The Boxers’ love caused those Chinese who read foreign books, learned foreign languages, or even those who originally wanted to ‘learn from the barbarians to control the barbarians’ to suffer terribly.

So, isn’t this ‘love’ a bit unhealthy?

For example, on Huaihai Road in Shanghai on May 1st, a pair of parents in the middle of the sidewalk, in order to discipline their child (a four or five-year-old girl), ignored the girl’s privacy and loud crying, held the girl down together, took off the girl’s pants, and spanked her in public.

Are these parents loving their child?

I think it’s hard to say. Maybe they love her in their hearts, and in the hearts of some people who are accustomed to authority and obedience, this is also love.

But from the perspective of life and health, they are humiliating their child in public to gain a voyeuristic desire for power. The child will remember it, and then what?

In essence, they may still love themselves more.

Just as the Boxers may love an abstract national self-esteem more, rather than caring about the well-being of their compatriots.

Once it really goes from concrete to abstract, it becomes very scary.
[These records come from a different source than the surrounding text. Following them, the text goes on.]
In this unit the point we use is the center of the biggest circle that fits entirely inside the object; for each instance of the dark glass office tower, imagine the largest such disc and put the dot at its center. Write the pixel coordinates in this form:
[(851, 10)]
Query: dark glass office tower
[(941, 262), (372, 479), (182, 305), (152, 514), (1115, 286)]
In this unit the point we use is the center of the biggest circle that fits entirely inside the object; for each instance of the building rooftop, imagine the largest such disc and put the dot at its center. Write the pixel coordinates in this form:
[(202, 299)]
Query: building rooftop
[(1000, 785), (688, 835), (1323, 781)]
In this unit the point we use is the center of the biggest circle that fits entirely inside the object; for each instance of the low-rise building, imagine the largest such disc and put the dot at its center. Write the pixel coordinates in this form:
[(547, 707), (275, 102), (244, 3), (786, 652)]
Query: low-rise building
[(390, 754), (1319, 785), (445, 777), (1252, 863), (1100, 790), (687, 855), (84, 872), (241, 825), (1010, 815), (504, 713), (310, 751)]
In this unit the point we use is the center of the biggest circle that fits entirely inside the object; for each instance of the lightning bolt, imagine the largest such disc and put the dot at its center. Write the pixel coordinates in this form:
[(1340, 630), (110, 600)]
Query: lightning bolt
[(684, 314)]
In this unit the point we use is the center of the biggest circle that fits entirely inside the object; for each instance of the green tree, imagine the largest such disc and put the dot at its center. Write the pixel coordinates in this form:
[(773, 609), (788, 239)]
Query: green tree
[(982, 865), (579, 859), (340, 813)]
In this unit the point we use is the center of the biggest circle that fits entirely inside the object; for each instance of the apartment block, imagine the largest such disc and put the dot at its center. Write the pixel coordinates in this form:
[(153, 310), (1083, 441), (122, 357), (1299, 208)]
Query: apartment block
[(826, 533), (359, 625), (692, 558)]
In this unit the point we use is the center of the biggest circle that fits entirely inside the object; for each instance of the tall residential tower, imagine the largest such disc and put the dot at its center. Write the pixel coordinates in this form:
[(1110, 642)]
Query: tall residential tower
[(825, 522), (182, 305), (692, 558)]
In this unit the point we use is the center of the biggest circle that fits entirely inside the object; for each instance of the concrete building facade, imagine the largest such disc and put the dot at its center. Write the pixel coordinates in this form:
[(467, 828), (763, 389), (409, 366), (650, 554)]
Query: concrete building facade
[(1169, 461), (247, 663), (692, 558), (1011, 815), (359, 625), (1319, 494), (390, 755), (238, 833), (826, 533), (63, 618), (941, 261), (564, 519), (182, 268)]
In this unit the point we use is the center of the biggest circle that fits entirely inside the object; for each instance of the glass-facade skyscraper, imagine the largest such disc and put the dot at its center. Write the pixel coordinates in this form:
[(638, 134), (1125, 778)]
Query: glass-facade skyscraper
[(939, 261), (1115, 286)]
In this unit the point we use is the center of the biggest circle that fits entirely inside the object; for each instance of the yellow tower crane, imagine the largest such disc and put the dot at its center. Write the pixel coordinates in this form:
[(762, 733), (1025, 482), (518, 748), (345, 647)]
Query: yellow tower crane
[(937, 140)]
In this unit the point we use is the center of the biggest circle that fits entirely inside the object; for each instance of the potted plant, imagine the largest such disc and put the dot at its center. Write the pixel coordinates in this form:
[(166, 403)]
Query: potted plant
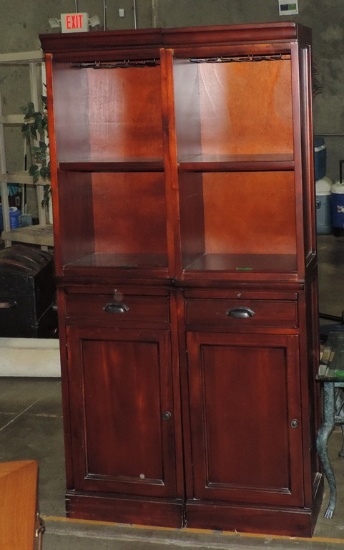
[(37, 158)]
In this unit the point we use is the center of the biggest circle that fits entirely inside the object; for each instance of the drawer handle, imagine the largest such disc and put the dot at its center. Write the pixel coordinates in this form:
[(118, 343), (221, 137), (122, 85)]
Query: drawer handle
[(240, 312), (115, 308), (8, 305)]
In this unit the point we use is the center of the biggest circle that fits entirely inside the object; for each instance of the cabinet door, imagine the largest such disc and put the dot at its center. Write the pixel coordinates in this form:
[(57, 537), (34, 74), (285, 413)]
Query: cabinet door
[(122, 421), (245, 418)]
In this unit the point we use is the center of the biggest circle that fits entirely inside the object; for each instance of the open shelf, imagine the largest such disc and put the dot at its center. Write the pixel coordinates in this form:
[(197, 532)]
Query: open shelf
[(244, 263)]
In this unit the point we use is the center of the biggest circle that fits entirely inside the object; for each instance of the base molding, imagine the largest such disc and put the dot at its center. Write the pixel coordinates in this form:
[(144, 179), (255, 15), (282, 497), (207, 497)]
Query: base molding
[(153, 512), (193, 514)]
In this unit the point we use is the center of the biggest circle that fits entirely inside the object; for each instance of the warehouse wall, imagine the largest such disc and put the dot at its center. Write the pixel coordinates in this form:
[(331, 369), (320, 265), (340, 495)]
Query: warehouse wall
[(22, 22)]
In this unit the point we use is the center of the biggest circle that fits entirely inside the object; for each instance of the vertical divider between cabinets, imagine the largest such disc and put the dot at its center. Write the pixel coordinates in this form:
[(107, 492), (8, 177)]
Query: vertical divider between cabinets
[(170, 160)]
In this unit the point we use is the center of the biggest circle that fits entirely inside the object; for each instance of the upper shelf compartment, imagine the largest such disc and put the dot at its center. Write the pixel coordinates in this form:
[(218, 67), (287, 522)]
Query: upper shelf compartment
[(108, 113), (227, 115)]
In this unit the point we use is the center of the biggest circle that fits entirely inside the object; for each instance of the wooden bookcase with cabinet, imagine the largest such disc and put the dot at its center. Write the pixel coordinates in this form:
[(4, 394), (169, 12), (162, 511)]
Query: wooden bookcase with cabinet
[(183, 195)]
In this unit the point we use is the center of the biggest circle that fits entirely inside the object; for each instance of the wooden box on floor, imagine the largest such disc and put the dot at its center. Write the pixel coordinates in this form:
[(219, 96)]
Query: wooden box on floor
[(20, 525)]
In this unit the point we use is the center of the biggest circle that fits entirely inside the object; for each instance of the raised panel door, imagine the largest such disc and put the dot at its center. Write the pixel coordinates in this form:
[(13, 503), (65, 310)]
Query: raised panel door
[(122, 411), (245, 418)]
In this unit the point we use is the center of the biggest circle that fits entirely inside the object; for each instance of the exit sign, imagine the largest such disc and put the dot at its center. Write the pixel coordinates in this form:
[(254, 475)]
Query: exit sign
[(288, 7), (74, 22)]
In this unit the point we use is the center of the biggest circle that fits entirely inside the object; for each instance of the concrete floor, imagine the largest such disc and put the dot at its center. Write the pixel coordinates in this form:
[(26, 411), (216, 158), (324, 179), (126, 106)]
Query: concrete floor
[(31, 428)]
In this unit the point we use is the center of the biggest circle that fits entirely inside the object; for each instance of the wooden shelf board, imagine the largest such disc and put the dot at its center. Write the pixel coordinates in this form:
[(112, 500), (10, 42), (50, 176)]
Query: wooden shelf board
[(32, 234)]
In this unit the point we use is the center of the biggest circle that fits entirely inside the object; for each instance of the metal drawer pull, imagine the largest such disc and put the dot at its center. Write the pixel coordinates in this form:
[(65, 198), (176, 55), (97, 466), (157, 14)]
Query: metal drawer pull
[(240, 312), (8, 305), (115, 308)]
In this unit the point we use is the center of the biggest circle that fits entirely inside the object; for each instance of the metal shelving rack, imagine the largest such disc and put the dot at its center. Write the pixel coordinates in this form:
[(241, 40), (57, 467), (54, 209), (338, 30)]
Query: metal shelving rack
[(40, 234)]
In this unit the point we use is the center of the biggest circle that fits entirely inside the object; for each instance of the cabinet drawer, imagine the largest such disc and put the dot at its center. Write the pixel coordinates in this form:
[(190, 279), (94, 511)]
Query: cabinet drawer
[(105, 307), (242, 312)]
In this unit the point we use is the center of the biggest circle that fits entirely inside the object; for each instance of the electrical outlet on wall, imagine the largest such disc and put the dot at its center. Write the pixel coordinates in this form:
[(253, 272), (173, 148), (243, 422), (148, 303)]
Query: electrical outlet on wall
[(288, 7)]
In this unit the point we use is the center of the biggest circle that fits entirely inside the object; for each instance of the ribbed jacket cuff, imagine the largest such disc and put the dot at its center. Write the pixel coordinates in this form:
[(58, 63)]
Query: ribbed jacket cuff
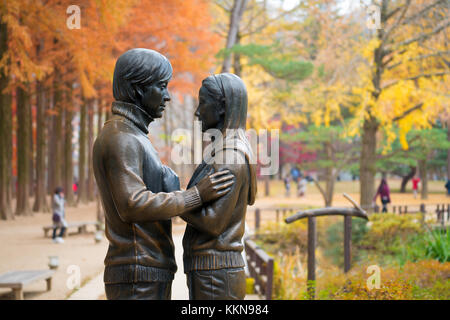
[(192, 198), (219, 260), (135, 273)]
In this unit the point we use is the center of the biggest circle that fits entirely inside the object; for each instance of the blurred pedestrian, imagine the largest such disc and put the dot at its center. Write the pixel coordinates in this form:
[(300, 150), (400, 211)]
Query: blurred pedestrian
[(287, 186), (385, 195), (59, 221), (415, 182), (301, 187)]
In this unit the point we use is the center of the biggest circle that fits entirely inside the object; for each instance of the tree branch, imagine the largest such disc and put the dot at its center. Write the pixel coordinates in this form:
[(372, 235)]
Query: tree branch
[(404, 114), (424, 36), (422, 12), (422, 75)]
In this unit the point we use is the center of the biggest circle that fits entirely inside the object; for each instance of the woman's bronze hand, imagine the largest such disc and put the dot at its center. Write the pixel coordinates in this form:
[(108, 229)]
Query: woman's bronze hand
[(215, 185)]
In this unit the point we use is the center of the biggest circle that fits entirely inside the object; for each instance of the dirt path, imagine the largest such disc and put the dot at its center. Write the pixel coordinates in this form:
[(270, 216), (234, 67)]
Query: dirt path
[(23, 247)]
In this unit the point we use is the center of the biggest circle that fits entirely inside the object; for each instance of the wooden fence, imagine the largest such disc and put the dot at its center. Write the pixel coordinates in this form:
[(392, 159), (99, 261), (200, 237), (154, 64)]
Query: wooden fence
[(260, 267), (441, 210)]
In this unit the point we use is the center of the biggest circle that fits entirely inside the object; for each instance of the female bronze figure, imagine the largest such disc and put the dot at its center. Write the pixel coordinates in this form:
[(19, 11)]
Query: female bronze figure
[(213, 238)]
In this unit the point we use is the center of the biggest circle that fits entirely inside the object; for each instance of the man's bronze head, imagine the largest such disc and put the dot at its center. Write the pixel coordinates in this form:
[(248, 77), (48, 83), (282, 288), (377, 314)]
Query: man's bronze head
[(141, 77)]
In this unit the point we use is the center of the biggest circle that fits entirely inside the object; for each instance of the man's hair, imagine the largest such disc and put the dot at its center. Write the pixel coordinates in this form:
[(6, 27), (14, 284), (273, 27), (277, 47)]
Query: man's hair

People will quickly be labeled with various terrible labels and then be punished by the ‘divine fists.’ Why ‘divine fists’? Because not only can it make the Boxers feel like they have divine help, but also, it can allow them to unconsciously perceive Mencius’s words, ‘The heart of compassion, the heart of shame, everyone has it,’ and they can block their conscience without guilt, allowing themselves to completely become a tool of violence that upholds justice.

On June 10th, the Beishan Park incident, you can read the report, I won’t go into the details.

I am very concerned about why even the ‘Chinese tourist who came forward to stop the violence’ was stabbed?

I always believe that a person who can cruelly harm innocent compatriots, no matter how patriotic his reasons are, is a terrible person, and he has nothing to do with the word ‘justice’.